Luther habe zeitweise viel Geld verdient, erzählte Lürken, aber sein Geld reichte nicht für den riesigen Haushalt. Die geschäftstüchtige Katharina verdiente immer dazu und Luther nannte seine Frau aufgrund ihrer entschlossenen Art liebevoll "mein Herr Käthe". Sie betreute auch den finanziellen Teil zu Drucklegungen der Lutherschriften und erwarb sich Respekt in geistreichen und schlagfertigen Beiträgen zu Tischgesprächen und in Briefen. Frauen im Mittelalter hatten wenig Rechte, der Mann konnte sogar entscheiden, wann abgestillt werden sollte, erzählte die Referentin, die Frauen wurden für zu schwach gehalten, um so etwas zu entscheiden.
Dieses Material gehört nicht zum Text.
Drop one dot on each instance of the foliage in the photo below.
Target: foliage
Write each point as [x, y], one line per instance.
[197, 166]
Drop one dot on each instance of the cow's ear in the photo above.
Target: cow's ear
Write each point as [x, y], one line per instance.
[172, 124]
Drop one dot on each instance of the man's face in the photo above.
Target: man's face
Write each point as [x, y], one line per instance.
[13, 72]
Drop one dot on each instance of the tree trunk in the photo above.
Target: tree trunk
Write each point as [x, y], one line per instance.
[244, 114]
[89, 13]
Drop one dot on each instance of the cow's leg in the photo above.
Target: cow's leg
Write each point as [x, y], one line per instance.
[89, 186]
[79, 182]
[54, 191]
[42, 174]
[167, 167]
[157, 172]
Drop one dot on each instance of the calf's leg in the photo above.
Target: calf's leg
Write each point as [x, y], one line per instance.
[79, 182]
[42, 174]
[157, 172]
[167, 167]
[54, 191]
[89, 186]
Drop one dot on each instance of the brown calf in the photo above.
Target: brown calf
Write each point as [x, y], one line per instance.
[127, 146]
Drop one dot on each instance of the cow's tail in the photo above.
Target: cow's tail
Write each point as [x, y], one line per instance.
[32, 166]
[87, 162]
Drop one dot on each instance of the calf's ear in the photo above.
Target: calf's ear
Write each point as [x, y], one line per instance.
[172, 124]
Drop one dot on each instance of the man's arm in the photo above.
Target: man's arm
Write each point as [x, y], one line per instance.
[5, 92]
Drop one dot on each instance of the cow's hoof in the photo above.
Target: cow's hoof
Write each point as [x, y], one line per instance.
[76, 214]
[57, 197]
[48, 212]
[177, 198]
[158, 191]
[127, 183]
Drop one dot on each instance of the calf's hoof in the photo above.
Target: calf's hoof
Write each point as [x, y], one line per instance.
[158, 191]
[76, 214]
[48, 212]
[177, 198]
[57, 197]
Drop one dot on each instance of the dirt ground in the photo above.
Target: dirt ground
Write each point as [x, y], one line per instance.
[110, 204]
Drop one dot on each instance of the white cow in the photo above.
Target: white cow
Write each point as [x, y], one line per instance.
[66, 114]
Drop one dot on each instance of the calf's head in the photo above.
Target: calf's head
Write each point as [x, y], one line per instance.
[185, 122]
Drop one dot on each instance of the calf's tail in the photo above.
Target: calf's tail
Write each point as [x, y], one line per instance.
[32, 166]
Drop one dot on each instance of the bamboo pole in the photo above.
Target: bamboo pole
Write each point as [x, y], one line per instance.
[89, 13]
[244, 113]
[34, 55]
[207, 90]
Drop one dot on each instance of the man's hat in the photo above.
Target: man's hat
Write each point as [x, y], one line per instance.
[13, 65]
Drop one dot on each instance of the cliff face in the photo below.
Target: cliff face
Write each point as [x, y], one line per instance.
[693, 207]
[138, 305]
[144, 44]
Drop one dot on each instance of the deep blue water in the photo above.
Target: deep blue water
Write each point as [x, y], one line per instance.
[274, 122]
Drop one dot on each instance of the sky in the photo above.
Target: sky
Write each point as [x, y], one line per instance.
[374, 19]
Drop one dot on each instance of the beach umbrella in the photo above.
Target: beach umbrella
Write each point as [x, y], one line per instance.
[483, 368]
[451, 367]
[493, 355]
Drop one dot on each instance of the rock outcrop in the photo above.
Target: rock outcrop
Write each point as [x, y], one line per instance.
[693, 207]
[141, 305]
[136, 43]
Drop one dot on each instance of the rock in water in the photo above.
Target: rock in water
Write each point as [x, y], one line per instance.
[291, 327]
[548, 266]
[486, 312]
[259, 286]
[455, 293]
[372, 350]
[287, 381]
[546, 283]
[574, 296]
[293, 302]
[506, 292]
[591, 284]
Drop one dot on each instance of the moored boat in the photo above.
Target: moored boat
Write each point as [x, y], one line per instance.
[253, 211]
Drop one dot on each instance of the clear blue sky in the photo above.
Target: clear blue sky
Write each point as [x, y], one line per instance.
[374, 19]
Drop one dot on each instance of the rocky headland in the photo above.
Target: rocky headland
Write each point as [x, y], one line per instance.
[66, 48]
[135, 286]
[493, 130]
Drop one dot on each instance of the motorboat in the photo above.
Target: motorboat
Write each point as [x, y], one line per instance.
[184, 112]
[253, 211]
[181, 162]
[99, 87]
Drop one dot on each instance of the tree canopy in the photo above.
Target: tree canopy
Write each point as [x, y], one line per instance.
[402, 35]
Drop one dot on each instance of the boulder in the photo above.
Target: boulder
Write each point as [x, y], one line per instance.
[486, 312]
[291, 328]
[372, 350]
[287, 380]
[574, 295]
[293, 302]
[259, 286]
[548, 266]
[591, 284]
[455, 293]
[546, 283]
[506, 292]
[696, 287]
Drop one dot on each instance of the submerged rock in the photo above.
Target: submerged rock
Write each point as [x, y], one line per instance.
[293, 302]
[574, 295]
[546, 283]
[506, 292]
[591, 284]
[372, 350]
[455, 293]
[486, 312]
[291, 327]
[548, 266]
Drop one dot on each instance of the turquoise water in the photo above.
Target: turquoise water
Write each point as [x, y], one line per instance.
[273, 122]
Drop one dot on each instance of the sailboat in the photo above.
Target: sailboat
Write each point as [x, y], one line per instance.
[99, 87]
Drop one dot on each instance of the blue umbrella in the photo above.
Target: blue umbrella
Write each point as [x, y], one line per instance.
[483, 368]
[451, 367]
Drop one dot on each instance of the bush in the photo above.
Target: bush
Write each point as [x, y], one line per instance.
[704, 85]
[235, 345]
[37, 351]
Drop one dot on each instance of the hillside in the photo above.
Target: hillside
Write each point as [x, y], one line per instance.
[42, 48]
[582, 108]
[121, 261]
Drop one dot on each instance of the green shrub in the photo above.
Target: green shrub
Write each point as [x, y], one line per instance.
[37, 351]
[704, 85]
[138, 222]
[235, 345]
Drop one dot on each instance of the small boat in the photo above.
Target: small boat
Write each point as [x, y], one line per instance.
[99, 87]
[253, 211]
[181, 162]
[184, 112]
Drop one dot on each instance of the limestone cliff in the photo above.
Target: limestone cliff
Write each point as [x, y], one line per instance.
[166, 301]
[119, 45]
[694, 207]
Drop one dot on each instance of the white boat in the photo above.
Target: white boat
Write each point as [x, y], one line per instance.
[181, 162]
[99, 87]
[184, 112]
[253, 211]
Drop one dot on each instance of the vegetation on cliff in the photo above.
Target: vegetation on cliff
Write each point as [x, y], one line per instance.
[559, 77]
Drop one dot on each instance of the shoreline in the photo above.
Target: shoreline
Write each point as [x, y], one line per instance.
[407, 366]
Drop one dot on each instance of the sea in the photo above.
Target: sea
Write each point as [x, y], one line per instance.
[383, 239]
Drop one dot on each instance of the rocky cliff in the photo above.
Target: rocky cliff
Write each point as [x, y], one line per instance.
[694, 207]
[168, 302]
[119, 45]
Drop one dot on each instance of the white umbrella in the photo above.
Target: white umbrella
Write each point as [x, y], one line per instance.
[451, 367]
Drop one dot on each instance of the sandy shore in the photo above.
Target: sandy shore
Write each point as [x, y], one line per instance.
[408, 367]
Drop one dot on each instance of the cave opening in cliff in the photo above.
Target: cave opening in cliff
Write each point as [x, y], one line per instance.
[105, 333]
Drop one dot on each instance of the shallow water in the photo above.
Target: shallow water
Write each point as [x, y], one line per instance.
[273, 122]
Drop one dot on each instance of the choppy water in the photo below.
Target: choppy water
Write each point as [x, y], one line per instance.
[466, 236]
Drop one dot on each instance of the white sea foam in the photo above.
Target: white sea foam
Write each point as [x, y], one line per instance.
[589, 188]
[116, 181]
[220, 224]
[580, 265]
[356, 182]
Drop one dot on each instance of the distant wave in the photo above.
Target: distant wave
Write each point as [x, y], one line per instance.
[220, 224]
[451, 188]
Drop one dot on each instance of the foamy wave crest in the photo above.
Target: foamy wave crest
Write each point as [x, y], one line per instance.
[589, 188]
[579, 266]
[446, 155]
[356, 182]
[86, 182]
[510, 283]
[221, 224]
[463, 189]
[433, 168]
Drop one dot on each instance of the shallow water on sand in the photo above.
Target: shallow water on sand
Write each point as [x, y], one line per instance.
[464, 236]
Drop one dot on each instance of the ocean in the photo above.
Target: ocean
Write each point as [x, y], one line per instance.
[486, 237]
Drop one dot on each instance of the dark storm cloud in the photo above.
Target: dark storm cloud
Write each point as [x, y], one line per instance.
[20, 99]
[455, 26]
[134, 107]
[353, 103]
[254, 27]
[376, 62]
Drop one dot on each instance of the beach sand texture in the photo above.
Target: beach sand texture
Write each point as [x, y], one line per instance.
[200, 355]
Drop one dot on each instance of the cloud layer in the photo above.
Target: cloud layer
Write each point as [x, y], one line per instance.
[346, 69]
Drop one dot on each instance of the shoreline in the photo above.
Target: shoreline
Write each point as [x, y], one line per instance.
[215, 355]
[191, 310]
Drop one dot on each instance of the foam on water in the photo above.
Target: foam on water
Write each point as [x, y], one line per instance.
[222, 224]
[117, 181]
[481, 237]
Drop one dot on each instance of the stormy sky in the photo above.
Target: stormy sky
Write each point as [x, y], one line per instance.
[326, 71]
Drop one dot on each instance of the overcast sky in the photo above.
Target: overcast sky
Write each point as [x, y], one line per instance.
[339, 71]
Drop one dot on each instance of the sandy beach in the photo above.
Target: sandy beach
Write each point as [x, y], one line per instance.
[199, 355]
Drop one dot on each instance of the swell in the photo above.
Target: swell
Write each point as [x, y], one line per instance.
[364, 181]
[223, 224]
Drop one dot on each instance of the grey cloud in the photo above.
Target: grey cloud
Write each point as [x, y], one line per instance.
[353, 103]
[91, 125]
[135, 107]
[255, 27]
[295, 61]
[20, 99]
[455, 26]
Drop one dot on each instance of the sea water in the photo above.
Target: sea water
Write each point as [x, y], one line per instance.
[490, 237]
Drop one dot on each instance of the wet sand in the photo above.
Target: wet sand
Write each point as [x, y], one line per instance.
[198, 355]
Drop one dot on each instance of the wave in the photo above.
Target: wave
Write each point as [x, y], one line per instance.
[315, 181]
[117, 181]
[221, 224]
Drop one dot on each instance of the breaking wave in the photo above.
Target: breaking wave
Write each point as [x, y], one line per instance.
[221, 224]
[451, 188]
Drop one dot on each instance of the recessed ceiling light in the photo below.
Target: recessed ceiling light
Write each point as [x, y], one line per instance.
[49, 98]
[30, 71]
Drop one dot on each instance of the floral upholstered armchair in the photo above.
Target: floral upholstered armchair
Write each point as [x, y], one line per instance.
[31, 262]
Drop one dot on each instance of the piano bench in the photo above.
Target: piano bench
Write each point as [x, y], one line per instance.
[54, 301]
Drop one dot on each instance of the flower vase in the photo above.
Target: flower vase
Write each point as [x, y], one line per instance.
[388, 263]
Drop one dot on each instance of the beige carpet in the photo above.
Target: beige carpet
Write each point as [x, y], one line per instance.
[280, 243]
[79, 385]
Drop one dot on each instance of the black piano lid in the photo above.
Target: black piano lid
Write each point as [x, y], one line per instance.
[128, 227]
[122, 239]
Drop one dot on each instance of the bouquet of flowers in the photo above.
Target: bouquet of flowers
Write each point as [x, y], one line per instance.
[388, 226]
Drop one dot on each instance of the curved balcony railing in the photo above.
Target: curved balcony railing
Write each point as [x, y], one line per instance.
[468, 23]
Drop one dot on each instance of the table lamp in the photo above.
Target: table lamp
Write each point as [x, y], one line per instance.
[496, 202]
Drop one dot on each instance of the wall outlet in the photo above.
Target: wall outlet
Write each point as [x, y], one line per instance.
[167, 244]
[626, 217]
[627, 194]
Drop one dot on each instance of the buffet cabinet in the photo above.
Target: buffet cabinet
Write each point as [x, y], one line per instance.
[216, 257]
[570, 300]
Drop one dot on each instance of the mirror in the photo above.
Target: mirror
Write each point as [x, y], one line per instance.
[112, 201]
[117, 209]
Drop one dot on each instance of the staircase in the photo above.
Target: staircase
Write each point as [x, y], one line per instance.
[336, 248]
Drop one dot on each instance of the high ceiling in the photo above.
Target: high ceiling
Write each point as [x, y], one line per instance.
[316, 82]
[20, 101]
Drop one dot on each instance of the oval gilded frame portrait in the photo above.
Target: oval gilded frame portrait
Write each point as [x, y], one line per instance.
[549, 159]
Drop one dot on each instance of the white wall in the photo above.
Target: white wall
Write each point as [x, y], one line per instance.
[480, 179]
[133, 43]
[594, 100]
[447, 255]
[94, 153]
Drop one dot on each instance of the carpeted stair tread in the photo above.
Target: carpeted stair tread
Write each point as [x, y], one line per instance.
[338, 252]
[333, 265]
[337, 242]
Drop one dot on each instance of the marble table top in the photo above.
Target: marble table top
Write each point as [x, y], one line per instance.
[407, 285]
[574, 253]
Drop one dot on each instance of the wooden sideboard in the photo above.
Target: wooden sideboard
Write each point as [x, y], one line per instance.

Luther "revanchierte" sich für die Tüchtigkeit seiner Frau mit vielen Schriften zugunsten der Frauen, er rechtfertigte die Flucht aus den Klöstern und verfasste Trostschriften für Mütter mit Fehl- und Totgeburten. Martin Luther setzte Katharina in seinem Testament sogar als Alleinerbin ein - entgegen geltendem Recht, und als er dann 1546 in Eisleben starb, wurde sein Testament zunächst nicht anerkannt. Erst ein Machtwort des Kurfürsten sicherte Katharina wesentliche Teile der Erbschaft und so konnte sie in dem alten Klosterbräu bleiben, lebte aber immer wieder in wirtschaftlicher Not.

Als Katharina 1552 wegen der Pest und Missernten Wittenberg verlassen und nach Torgau flüchten musste, verunglückte ihr Fuhrwerk vor den Toren der Stadt. Katharina brach sich einen Beckenknochen und starb drei Wochen später, am 20. Dezember 1552, an den Folgen.
Mitglieder und Gäste des Frauenrings waren außerordentlich interessiert an den Ausführungen über diese beeindruckende Frau, die ein Leben lang, auch wegen ihrer selbstbewussten Art und Durchsetzungskraft, mit großen Problemen und Anfeindungen zu kämpfen hatte - und Referentin Ruth Lürken musste noch viele Fragen beantworten.